Hyperbranched polymer through initiator-fragment incorporation radical copolymerization of divinyl adipate with allyl acetate: Synthesis, characterization, dye solubilization, metal-nanoparticle stabilization, and porous film formation

Abstract

The copolymerization of divinyl adipate (DVA) as an effective cross-linker with allyl acetate (AAc) as a degradative chain transfer reagent was carried out at 70 and 80 C in benzene using dimethyl 2,2′-azobisisobutyrate (MAIB) of high concentrations as initiator.

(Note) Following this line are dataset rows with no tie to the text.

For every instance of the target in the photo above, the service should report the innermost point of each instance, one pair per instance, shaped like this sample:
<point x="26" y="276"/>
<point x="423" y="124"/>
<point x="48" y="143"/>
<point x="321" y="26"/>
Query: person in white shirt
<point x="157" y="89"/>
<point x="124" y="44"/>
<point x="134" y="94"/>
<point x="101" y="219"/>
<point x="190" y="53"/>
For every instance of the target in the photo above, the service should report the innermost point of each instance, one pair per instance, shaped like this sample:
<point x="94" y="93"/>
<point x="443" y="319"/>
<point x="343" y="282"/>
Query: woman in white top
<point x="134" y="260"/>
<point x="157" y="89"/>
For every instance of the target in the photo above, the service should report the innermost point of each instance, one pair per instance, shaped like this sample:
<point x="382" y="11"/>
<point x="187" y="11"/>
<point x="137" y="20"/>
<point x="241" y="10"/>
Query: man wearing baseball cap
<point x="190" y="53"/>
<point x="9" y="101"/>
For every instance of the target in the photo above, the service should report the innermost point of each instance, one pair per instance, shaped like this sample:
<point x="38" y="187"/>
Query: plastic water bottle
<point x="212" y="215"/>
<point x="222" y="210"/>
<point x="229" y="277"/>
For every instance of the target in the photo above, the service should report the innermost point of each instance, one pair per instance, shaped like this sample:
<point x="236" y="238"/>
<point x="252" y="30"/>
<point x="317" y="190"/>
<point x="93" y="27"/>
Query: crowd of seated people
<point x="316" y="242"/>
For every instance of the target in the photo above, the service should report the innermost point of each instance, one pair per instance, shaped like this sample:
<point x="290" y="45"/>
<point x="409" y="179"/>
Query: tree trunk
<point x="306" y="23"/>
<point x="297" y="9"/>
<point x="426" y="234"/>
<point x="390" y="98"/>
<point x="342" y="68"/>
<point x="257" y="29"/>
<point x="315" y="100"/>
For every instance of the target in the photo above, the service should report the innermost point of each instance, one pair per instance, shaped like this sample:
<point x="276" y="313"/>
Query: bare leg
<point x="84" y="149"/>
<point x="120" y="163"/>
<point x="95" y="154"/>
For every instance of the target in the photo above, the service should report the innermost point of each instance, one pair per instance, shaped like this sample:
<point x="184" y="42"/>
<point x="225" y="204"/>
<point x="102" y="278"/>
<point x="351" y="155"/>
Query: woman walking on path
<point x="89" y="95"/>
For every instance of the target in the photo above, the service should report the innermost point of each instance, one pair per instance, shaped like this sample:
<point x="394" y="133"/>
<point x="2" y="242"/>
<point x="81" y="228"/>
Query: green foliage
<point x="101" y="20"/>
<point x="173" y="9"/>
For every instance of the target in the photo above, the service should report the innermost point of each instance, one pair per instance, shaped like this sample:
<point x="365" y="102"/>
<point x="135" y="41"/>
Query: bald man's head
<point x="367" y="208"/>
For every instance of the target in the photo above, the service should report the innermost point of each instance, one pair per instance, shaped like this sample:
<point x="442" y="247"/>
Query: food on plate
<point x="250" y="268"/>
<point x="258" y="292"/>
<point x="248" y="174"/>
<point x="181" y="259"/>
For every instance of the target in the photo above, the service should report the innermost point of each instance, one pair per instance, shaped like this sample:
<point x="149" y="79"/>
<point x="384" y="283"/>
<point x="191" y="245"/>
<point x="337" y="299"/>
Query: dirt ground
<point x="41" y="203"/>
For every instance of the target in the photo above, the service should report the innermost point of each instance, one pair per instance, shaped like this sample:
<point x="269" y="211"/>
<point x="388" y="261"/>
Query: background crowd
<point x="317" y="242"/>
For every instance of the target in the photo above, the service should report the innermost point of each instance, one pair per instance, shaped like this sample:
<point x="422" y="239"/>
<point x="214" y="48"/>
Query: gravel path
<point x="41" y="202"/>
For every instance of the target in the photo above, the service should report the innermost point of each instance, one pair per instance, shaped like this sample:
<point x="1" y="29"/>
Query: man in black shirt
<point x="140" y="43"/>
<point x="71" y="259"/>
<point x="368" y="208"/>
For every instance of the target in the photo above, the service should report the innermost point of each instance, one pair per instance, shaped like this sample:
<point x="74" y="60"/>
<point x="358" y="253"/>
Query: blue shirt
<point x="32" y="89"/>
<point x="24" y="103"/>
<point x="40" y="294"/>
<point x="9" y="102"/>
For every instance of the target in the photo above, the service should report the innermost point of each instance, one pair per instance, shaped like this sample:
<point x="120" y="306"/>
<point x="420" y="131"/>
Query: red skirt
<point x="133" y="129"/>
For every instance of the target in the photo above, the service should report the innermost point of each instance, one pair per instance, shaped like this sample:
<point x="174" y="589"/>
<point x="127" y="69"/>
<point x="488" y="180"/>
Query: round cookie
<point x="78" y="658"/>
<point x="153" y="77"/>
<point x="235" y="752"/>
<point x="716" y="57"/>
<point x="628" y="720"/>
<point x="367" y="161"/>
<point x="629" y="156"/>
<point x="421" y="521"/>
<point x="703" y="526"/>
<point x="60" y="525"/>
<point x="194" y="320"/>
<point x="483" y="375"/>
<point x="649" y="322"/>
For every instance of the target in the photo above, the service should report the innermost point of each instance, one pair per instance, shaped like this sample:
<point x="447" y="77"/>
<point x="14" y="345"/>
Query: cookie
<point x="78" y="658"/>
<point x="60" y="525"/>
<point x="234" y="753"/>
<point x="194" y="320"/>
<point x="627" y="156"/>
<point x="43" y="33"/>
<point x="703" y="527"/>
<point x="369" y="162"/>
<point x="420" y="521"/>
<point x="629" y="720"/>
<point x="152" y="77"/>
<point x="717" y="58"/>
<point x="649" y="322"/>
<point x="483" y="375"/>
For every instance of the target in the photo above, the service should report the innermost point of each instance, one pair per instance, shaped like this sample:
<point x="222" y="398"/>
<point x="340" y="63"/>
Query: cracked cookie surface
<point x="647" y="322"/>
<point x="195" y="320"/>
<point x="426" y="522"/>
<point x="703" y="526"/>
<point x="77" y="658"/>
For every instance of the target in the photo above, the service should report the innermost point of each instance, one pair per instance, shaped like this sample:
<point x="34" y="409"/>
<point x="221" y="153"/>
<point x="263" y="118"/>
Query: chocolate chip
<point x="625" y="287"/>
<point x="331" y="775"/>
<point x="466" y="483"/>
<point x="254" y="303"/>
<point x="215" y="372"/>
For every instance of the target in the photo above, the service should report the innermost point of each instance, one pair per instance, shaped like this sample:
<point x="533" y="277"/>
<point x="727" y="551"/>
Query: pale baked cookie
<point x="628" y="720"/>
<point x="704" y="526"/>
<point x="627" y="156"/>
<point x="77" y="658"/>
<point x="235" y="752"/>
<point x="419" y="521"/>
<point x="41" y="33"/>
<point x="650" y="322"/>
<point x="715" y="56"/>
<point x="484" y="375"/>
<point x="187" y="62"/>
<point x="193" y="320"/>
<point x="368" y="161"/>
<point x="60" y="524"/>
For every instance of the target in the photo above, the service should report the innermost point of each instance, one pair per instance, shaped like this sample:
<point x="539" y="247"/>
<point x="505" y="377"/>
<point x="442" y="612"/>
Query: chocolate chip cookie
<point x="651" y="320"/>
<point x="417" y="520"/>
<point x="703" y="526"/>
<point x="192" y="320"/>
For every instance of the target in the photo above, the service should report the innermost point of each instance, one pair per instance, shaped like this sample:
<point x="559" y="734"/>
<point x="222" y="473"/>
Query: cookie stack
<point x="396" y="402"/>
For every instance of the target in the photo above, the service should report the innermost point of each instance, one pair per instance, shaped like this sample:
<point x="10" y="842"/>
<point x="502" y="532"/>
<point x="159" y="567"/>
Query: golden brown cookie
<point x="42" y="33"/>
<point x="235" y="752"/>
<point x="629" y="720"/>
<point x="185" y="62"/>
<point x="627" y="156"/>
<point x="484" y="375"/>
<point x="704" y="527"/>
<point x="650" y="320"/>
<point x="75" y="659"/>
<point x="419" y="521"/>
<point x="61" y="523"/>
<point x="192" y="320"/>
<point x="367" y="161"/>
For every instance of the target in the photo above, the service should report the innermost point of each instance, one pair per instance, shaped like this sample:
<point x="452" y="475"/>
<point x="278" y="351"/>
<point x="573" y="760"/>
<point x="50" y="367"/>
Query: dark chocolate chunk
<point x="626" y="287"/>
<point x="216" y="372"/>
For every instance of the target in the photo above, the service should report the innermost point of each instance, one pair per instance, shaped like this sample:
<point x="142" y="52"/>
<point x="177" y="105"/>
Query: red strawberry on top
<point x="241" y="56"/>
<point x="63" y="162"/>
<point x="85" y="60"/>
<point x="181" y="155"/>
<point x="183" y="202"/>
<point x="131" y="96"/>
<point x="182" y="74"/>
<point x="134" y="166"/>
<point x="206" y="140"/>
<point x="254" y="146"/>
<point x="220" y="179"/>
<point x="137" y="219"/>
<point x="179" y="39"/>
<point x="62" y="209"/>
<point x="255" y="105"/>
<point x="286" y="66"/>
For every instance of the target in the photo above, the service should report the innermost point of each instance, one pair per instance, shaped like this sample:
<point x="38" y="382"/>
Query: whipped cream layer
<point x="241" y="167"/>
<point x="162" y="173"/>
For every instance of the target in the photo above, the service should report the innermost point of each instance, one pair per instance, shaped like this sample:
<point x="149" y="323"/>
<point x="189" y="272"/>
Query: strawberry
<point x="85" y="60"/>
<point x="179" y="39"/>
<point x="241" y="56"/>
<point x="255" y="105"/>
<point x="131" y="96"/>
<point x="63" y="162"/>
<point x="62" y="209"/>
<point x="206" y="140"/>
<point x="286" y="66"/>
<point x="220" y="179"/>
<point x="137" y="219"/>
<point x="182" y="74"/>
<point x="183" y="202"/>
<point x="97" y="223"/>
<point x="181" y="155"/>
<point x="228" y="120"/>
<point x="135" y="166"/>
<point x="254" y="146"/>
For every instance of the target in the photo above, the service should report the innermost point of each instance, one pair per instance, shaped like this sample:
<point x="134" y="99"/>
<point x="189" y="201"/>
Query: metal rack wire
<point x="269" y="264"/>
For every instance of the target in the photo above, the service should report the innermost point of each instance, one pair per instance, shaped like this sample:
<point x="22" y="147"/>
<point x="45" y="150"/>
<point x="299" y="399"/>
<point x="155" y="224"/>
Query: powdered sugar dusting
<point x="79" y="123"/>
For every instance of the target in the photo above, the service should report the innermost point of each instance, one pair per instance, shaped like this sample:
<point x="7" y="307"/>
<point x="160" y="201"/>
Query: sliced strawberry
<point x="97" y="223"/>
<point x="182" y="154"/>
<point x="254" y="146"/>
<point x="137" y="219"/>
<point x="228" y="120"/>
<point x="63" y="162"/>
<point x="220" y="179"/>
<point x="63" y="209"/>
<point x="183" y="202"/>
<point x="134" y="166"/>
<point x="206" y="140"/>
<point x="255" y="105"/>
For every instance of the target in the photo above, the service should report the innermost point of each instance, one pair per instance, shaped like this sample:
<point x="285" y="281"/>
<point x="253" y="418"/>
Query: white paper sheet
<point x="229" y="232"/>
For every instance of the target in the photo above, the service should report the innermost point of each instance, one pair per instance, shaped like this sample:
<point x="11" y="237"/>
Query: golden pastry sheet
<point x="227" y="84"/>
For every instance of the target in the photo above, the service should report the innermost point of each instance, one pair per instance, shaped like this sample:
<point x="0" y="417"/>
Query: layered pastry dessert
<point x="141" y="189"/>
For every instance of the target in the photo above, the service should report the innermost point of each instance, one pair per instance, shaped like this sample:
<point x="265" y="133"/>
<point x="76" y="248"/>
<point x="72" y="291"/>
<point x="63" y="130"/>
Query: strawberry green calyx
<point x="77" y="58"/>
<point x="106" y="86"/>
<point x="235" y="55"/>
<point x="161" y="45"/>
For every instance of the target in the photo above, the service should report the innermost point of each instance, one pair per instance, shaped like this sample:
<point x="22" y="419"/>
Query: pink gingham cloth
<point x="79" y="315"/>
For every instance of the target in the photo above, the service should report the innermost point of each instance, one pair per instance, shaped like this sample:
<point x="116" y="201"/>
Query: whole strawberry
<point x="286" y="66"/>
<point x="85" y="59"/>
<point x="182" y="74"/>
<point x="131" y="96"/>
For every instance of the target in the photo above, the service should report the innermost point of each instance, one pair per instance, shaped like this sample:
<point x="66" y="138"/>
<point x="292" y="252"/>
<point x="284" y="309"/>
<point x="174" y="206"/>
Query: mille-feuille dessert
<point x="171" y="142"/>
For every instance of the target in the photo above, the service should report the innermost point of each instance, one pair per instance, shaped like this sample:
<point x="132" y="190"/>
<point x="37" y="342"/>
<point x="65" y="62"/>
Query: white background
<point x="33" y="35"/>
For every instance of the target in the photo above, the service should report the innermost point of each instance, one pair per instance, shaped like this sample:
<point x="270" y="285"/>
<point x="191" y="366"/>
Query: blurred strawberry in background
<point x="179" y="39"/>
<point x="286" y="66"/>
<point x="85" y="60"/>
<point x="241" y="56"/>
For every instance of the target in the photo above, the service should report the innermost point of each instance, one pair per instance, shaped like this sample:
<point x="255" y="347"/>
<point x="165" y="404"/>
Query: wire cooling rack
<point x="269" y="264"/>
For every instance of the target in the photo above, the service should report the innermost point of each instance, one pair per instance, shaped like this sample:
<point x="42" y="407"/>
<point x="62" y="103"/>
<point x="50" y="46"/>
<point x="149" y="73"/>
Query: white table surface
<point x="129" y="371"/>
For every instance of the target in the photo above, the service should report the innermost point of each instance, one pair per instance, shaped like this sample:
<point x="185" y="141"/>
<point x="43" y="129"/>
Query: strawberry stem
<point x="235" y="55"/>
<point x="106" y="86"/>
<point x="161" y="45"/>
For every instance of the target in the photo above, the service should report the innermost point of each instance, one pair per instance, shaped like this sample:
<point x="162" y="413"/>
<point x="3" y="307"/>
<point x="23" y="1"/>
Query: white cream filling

When the MAIB concentration as high as 0.60 mol/L was used, the copolymerization of DVA (0.20 mol/L) and AAc (0.50 mol/L) proceeded homogeneously without any gelation to give soluble copolymers in a yield of about 30% based on the total weight of DVA, AAc, and MAIB. The copolymer formed in the copolymerization at 80°C for 6 h consisted of the DVA units with (3 mol %) and without (24 mol %) double bond, the AAc unit (35 mol %), and the methoxycarbonylpropyl group (38 mol %) from MAIB. Such a large fraction of the incorporated initiator-fragment as terminal group indicates that the copolymer has a hyperbranched structure. The copolymer showed an upper critical solution temperature (38°C on cooling) in a tetrahydrofuran (THF)-water [2:1 (v/v)] mixture, and also exhibited potentials in solubilization of Rhodamine 6G as a dye probe and stabilization of metal nanoparticles. A porous film was obtained simply by casting a copolymer solution in THF.